Le discussioni di questi giorni, che intrecciano questioni liturgiche e questioni familiari, portano alla luce una questione delicata, che tuttavia merita di essere considerata con grande attenzione.
Le resistenze dei 4 cardinali e di alcuni vescovi alla recezione di AL non riguardano semplicemente la materia matrimoniale o familiare, ma toccano profondamente il modo di considerare l’esercizio dell’autorità. Ciò che di AL alcuni soggetti non riescono a comprendere è che, nel discernimento, venga attribuita un’autorità non solo alla legge oggettiva, ma anche all’esperienza e alla coscienza di “soggetti” – vescovi, parroci e sposi – diversi dal “magistero papale”. Questo, evidentemente, modifica un modello di pensiero e di azione che, tra fine ottocento e primi novecento, e soprattutto a partire dal Codice del 1917, ha cercato di tradurre tutto il magistero in legge oggettiva e tutta la “canonistica” in “diritto canonico”. Alla luce di questo modello di comprensione, ogni concessione ad “altre autorità”, diverse dalla legge oggettiva, diventa concessione insopportabile al relativismo, perdita di tradizione, rinnegamento di identità.
In campo liturgico, invece, abbiamo conosciuto negli ultimi 15 anni un’evoluzione inversa. Tanto sul piano della traduzione – dal 2001 – quanto sul piano dell’utilizzo del Vetus ordo – dal 2007 – si è preferito avocare alla autorità centrale ogni decisione, cercando di sottrarre ogni discernimento ai vescovi e ai presbiteri.
Si è preferito creare una “legge oggettiva” della traduzione e della articolazione tra NO e VO, per sottrarre discrezionalità e discernimento alla periferia, attribuendo ogni autorità rispettivamente alla Congregazione del culto e alla Commissione Ecclesia Dei.
Così, con un’operazione di centralizzazione senza precedenti, si è creato e alimentato un doppio mito: quello della “traduzione letterale” e quello di una capillare presenza di “tradizionalisti”. Senza ascoltare più il discernimento locale dei vescovi nell’ambito delle traduzione e delle opportunità di celebrare secondo il VO, si è preferito costruire il mito di una pura fedeltà al latino e di un parallelismo universale tra VO e NO.

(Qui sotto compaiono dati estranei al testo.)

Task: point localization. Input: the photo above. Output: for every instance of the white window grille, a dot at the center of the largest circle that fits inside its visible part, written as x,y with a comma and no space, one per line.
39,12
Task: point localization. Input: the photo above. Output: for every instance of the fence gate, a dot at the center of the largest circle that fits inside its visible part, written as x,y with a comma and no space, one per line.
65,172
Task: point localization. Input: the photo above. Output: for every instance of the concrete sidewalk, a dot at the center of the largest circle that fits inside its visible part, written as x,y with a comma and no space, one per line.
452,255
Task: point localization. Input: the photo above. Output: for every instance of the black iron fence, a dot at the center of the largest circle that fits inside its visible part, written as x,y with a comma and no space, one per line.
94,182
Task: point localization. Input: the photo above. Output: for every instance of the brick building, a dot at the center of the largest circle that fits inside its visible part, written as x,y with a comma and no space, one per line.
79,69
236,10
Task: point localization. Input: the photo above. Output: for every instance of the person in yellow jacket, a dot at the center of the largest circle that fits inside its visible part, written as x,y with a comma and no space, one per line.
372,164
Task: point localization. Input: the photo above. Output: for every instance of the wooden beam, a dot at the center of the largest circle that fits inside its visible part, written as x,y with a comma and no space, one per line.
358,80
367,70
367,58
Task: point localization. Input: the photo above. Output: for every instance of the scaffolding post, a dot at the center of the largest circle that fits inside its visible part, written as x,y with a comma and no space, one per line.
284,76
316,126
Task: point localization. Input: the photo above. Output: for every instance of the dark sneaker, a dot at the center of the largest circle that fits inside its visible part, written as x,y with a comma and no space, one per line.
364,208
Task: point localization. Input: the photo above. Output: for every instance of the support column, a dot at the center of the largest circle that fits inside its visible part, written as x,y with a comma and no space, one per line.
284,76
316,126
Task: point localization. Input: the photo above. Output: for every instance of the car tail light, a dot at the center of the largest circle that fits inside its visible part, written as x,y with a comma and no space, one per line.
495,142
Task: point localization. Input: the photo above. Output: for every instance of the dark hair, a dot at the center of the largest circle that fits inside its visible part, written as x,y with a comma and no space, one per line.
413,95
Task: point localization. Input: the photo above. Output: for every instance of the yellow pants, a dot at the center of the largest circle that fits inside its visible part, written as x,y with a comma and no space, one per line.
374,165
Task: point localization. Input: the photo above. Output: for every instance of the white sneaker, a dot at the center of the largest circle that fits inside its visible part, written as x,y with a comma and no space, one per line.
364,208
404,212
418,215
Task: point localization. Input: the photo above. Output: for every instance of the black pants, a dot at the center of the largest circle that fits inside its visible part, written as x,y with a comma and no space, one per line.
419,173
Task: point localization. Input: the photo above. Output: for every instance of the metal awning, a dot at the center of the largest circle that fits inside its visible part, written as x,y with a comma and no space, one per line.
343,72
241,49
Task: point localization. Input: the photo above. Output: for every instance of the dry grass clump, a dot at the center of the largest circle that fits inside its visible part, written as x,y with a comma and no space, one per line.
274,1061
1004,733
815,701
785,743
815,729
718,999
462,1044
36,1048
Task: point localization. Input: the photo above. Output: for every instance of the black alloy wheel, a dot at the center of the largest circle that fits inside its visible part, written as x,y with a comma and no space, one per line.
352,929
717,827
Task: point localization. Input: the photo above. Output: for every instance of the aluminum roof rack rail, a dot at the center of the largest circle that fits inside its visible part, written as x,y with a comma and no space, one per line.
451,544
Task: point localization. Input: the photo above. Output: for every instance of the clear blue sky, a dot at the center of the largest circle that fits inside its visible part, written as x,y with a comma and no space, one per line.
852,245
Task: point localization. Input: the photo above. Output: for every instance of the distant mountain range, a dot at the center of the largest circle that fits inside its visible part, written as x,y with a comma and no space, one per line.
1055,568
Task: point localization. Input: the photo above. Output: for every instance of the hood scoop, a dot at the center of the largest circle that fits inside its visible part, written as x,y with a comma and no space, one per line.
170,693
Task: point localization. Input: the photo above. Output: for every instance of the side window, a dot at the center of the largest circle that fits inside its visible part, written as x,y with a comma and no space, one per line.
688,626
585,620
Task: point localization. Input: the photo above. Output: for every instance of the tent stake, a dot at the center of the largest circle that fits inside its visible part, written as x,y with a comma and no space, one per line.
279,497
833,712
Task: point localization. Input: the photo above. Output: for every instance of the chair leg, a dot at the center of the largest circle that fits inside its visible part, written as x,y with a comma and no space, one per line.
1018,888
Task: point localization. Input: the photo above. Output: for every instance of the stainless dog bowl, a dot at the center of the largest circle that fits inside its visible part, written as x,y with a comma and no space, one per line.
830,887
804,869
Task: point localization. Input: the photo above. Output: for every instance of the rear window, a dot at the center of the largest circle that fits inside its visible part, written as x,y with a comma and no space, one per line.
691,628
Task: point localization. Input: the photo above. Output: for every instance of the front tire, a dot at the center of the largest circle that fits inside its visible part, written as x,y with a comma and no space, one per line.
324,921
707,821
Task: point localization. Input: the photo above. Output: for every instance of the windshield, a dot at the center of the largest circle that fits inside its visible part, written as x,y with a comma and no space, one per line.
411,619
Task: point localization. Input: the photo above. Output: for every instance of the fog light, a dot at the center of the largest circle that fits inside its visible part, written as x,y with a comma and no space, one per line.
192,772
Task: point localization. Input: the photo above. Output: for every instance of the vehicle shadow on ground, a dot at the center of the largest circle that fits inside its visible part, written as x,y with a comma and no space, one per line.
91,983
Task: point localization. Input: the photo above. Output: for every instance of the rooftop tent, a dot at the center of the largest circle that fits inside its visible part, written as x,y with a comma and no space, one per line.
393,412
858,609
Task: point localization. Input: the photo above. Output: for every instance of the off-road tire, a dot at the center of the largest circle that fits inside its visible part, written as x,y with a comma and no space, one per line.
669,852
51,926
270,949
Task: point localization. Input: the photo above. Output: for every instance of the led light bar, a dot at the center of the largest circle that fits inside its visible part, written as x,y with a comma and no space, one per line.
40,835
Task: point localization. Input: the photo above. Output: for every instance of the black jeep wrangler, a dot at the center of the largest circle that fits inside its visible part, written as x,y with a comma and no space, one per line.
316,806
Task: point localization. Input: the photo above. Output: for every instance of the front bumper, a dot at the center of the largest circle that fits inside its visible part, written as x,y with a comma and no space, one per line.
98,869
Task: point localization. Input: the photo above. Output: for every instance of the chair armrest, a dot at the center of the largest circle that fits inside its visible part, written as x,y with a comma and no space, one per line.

Mi chiedo: da dove viene questa volontà accentratrice? Viene da Napoleone e dall’ideale di una “legge universale e astratta” applicabile ad ogni caso. Così scopriamo che la paura del discernimento, così tipica delle reazioni preoccupate verso AL, non è altro che un “condizionamento antimodernistico”, che aspira a combattere il moderno con le sue stesse armi. La vera tradizione, però, non è quella. Vera tradizione è esercitare l’autorità riconoscendo la realtà non come occasione per l’applicazione di una norma generale, ma come luogo di manifestazione della verità. La verità non è nella legge generale, ma nella realtà concreta. Sia pure con una comprensibile fatica, AL ha riscoperto la vera tradizione in campo familiare. Sembra che sia venuto il momento di ritrovare il gusto della tradizione anche in liturgia: riconsegnando alle conferenze episcopali una vera autorità sulle traduzioni nelle lingue moderne e ai singoli vescovi un efficace discernimento sulla “forma rituale” da impiegare nella comunità celebrante loro affidata.
Pubblicato il 19 gennaio 2017 nel blog: Come se non.